This study has highlighted how economic policy instruments can play a crucial role in promoting a circular economy in the Nordic countries. It examined the role of the textile- and construction sector in the circular transition across Finland, Norway, and Sweden. The study used in-depth analysis of price elasticities to illustrate how a natural resource tax in the textile- and construction sector would affect the quantity demanded of goods made of polyester and cement. The analysis used in the study is based on linear changes which would be approximations with less validity for large changes in tax levels. In reality, both these sectors have complex value-chains that include many actors.

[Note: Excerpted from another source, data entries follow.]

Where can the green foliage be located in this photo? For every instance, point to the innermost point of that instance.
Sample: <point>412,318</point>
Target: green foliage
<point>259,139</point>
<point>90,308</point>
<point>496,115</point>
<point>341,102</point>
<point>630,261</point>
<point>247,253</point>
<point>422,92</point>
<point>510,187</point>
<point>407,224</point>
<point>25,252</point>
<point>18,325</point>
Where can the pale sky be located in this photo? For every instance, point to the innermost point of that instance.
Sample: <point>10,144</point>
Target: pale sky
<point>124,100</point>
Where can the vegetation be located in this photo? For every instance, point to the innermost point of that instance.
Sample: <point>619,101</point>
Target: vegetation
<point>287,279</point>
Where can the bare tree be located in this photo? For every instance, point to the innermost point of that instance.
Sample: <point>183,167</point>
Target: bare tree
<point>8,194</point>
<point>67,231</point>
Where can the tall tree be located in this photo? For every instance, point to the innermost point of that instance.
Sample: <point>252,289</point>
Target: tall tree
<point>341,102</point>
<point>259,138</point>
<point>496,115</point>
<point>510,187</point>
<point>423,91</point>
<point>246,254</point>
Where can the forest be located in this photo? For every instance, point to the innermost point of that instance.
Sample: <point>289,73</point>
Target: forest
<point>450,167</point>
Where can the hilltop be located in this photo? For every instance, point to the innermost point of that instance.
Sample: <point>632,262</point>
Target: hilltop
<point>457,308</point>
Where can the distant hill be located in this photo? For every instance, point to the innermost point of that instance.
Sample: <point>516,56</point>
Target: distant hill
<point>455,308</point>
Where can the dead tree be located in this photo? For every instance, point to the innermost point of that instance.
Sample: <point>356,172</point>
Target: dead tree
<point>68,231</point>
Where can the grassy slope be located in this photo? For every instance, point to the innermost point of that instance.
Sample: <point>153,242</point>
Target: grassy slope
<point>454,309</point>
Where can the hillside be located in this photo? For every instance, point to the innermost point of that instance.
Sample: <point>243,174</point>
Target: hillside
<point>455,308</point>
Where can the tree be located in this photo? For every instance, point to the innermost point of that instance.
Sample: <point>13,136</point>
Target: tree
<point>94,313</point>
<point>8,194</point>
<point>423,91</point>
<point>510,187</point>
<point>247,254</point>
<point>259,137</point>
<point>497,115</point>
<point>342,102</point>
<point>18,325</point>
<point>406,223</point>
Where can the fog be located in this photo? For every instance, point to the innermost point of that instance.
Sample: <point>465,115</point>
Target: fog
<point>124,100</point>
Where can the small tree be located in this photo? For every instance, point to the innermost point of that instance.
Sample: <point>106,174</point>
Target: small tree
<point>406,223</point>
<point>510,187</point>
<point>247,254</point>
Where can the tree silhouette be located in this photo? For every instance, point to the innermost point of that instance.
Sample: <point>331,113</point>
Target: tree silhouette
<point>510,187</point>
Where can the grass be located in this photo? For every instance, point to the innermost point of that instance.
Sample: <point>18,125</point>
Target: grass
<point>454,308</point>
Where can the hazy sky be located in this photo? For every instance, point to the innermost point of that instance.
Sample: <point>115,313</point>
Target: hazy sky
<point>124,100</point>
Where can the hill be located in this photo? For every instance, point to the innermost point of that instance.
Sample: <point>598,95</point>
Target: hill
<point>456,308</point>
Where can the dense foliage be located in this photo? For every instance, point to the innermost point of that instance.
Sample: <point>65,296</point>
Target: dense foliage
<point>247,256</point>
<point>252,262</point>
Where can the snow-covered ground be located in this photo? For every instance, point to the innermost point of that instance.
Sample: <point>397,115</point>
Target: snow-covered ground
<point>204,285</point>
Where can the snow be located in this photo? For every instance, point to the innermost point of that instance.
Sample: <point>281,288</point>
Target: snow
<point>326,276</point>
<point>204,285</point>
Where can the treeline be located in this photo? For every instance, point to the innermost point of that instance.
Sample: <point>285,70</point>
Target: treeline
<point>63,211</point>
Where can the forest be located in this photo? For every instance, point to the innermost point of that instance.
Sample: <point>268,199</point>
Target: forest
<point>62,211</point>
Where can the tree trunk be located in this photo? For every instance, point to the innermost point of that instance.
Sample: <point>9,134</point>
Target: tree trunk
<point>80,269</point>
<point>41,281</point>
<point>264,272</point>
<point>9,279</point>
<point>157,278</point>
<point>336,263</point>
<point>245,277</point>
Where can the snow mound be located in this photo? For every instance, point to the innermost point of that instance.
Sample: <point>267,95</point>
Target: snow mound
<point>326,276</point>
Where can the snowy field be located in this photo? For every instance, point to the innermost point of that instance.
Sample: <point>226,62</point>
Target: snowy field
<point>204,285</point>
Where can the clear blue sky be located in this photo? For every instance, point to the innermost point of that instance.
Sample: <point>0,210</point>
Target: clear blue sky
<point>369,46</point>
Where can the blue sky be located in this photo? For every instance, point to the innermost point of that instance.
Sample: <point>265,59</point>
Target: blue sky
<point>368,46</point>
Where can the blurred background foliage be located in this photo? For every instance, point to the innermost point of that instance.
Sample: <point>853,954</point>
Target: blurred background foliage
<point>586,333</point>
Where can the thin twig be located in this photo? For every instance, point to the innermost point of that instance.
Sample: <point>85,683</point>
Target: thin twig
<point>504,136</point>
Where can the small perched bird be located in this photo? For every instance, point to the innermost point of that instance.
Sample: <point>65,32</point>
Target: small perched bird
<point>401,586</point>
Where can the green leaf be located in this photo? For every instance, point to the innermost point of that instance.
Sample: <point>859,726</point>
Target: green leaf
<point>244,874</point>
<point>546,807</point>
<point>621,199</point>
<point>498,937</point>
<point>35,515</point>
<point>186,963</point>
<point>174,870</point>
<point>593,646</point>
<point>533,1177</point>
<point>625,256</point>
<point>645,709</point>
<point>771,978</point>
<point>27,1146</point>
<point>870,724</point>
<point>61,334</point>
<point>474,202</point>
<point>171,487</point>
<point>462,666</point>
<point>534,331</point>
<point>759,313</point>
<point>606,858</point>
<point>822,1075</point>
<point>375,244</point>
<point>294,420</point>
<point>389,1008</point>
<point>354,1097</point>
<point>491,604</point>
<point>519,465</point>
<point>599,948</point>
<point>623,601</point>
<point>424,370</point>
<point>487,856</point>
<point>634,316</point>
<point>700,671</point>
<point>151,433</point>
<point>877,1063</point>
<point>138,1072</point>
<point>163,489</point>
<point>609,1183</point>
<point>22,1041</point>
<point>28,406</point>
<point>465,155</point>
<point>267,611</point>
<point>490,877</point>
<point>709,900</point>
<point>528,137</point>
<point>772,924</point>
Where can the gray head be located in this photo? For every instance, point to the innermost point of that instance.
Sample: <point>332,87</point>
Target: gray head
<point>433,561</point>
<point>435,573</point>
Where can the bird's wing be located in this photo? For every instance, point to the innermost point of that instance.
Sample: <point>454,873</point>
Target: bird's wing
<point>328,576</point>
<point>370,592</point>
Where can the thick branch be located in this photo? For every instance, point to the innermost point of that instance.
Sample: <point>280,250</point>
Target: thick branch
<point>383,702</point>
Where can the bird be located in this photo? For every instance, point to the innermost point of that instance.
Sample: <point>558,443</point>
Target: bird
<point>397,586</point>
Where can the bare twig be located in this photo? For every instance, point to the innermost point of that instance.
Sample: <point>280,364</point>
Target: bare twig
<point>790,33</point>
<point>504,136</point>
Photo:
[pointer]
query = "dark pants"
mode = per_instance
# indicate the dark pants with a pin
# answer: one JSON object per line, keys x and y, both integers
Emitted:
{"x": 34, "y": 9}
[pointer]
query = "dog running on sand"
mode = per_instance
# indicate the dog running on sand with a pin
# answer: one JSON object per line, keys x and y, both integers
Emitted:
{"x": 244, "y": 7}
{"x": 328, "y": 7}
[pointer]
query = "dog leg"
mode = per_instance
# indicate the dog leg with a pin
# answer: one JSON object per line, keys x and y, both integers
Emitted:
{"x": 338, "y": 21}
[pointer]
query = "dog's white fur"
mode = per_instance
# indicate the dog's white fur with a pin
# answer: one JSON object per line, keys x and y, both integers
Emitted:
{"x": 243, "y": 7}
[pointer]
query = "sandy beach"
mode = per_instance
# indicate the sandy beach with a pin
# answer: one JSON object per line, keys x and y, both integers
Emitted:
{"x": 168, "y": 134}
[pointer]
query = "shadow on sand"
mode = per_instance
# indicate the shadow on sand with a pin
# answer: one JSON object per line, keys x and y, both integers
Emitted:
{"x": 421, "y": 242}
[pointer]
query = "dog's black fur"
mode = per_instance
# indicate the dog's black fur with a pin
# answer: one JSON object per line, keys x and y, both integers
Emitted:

The results reveal that environmental taxes, such as natural resource taxes can be used to affect the markets and consumer behaviour. However, the findings indicate that the tax level needs to be quite high to incentivize a shift towards circular economy, thus putting some question marks on its viability as a politically feasible policy instrument. The findings also indicate that an environmental tax, such as a natural resource tax alone will not be an effective instrument in the two studied sectors. There are also difficulties in anticipating its environmental and socio-economic impacts without advanced modelling methods, as the value-chains in both studied sectors are complex.
Aspects that need to be considered when dealing with complex and often global value chains include:
the location of the production taking place throughout the value chain
the availability of sustainable substitutes
the value of the circulated material
In many cases, climate and environmental impacts can be reduced by introducing more sustainable materials and methods of production, as well as policies and regulations that promote production which eliminate pressure on water, energy, and chemicals.
A combination of economic instruments, other policy instruments and investments in resource efficient business models, is a prerequisite for achieving socially efficient higher-value material loops. For the textile sector an internalizing combination of economic instruments could be e.g., a textile import tax, consumption tax on textile products, and subsidies targeting reuse or recycling of textiles.